Malta’s ‘attractiveness’ driven by corporate tax rules, survey finds

Malta to have Artificial Intelligence regulatory framework in a ‘few months’, Joseph Muscat announces

Joseph Muscat said Malta will be launching new rules to regulate AI
Joseph Muscat said Malta will be launching new rules to regulate AI

Malta will be passing new laws to regulate Artificial Intelligence, after having enacted a complete blockchain framework this year, Prime Minister Joseph Muscat said on Wednesday. 

Speaking at the EY Annual Attractiveness Event, Muscat said Malta was currently consulting “world leaders to have a regulatory framework for AI in place in the next few months”. 

He said Malta would not fear change and continue to embrace emerging digital technologies, as it was doing with digital ledger technologies like blockchain. “We did not go to the industry and offer a free-for-all market,” Muscat said. “We did not offer any tax incentives, just sensible regulations.” 

This year’s EY Attractiveness survey was held among 150 companies with a combined turnover of over €2.5 billion. 

In general, 74% of investors said they believed Malta to be an attractive destination for Foreign Direct Investment (FDI). Interestingly however, only 48% said they believed Malta would still be attractive in three years in 2021, with 47% saying they weren’t sure. 

Malta’s attractiveness was mainly driven by corporate taxation considerations (88% of respondents), the stability of Mala’s social climate (75%) and the potential for productivity increase for their company (67%). 

Though relatively high, Malta’s attractiveness is at its lowest point in recent years. 

On the other hand, the areas investors felt Malta needed to improve most in where in the stability and transparency of its political, legal and regulatory environment (44%); its R&D and innovation environment (37%); and transport and logistics infrastructure (26%). 

The survey found most investors (83%) believe that Malta was keeping pace with regulatory changes in competing jurisdictions, up 19% since last year. 

One of the biggest challenges faced by investors in Malta was the ability to source skilled labour. In fact, 64% of respondents said they were finding it difficult to recruit the required personnel. 

GDP growth through population inflation 

Opposition leader Adrian Delia insisted that Malta’s GDP was being increased through an increase in population. He pointed to figures showing an increase of 15,000 foreign workers to Malta’s labour force. Immigration, he said, was masking a not-so-spectacular in per capita GDP. 

Delia insisted that while some sectors benefitted from increases in the population, this was not true of all industries. He went on to question whether Malta’s carrying capacity, and the number of foreign workers its infrastructure can take, had been determined. 

“Such a plan is necessary for economic operators to work and invest in framework that gives them stability in the longer term,” Delia said, adding that there was no publicly-discussed plan for Malta’s medium and long-term.  

Malta’s current economic model of growth to population inflation, would not last more than five to ten years, he said. 

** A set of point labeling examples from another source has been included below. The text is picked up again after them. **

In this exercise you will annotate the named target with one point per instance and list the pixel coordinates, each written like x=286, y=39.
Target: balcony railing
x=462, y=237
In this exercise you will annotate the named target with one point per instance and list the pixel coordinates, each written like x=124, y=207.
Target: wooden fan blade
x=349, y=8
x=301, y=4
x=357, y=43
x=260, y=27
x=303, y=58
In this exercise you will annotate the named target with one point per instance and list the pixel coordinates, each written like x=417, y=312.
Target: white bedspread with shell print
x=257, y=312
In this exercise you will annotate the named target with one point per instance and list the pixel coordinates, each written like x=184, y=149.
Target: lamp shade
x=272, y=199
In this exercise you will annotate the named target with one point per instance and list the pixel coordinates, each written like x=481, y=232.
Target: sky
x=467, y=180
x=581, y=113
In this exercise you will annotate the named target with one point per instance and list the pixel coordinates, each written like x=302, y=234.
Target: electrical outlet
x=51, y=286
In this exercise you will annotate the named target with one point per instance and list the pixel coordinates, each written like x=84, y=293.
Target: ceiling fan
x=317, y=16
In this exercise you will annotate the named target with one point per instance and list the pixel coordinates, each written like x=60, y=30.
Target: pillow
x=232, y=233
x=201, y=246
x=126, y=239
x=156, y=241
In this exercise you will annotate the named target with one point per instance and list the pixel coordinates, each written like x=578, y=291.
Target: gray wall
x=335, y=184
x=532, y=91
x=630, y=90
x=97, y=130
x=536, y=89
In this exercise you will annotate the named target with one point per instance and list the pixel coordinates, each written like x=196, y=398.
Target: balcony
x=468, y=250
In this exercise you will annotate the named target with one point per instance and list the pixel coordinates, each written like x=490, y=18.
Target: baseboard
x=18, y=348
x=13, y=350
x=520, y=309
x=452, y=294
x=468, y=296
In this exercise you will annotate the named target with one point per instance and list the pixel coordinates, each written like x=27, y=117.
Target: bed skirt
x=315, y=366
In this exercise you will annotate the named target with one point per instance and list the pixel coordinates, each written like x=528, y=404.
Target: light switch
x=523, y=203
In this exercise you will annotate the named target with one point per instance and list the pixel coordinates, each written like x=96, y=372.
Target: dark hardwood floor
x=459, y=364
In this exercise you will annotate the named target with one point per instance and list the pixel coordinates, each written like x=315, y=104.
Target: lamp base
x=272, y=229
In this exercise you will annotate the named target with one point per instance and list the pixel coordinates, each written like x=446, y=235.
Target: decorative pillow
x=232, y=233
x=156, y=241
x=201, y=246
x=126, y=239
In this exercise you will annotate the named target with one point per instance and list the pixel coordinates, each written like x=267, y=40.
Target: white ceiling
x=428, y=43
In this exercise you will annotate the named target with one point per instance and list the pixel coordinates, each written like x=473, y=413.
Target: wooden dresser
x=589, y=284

Immigration, Delia continued, should not be an emotive subject but one about numbers, pointing out that not all immigrants could be classified in the same manner, and that while some could transfer skills to the local workforce, others were simply short-term economic migrants. 

He also stressed that Malta needed to rein in its public service employment especially within the context of it being used to buy votes. “If we’re not honest without ourselves we can’t be honest with otherwise.” 

He called for increased capital expenditure as well as a concerted effort to tackle problems with transport and education. 

Delia also said Malta was also managing its reputation poorly, and that after having built a strong reputation, it now risked losing it because of shady governance. Corruption, he said, was essential for the country’s people and businesses. “Being open for business means we must have a level playing field.” 

Turning to Malta’s taxation tax system, Delia expressed opposition to EU tax harmonisation. The Opposition’s vision, he said, was to build and quality economy that gives good return to those who invest in it and a country that used land and energy responsibly.  “People don’t only want to come and work here, they want to live here.” 

 

Muscat responds to Delia’s migration argument 

Speaking after Delia, Muscat said there could be no economic growth without foreign workers. 

He noted that a significant portion of respondents had pointed to a lack of talent as being a major consideration. Malta, he said, needed to be as open as possible, insisting that the idea of more economic growth was incompatible with the idea that Malta should limit the number of foreign workers it welcomes. 

The Prime Minister pointed out that the in the last 21 quarters, Malta had always registered growth that was at least twice the European average. “At times, it was ten times that observed in mainland Europe.” 

Similarly, he said Malta had among the best rates of employment, with its economy going from an excessive deficit procedure to yet another surplus. “In one legislature we wiped out the debt that had been accumulated during the previous three.” 

Maltese households had more money invested with local banks while business profits had also increased substantially since 2013. 

“All of this did not happen by mere coincidence, but it was the result of a willingness to act and take decisions,” Muscat said.    

Malta was able to reduce electricity tariffs, lower income tax and implement other similar reforms despite the scepticism of public servants both locally and in Europe.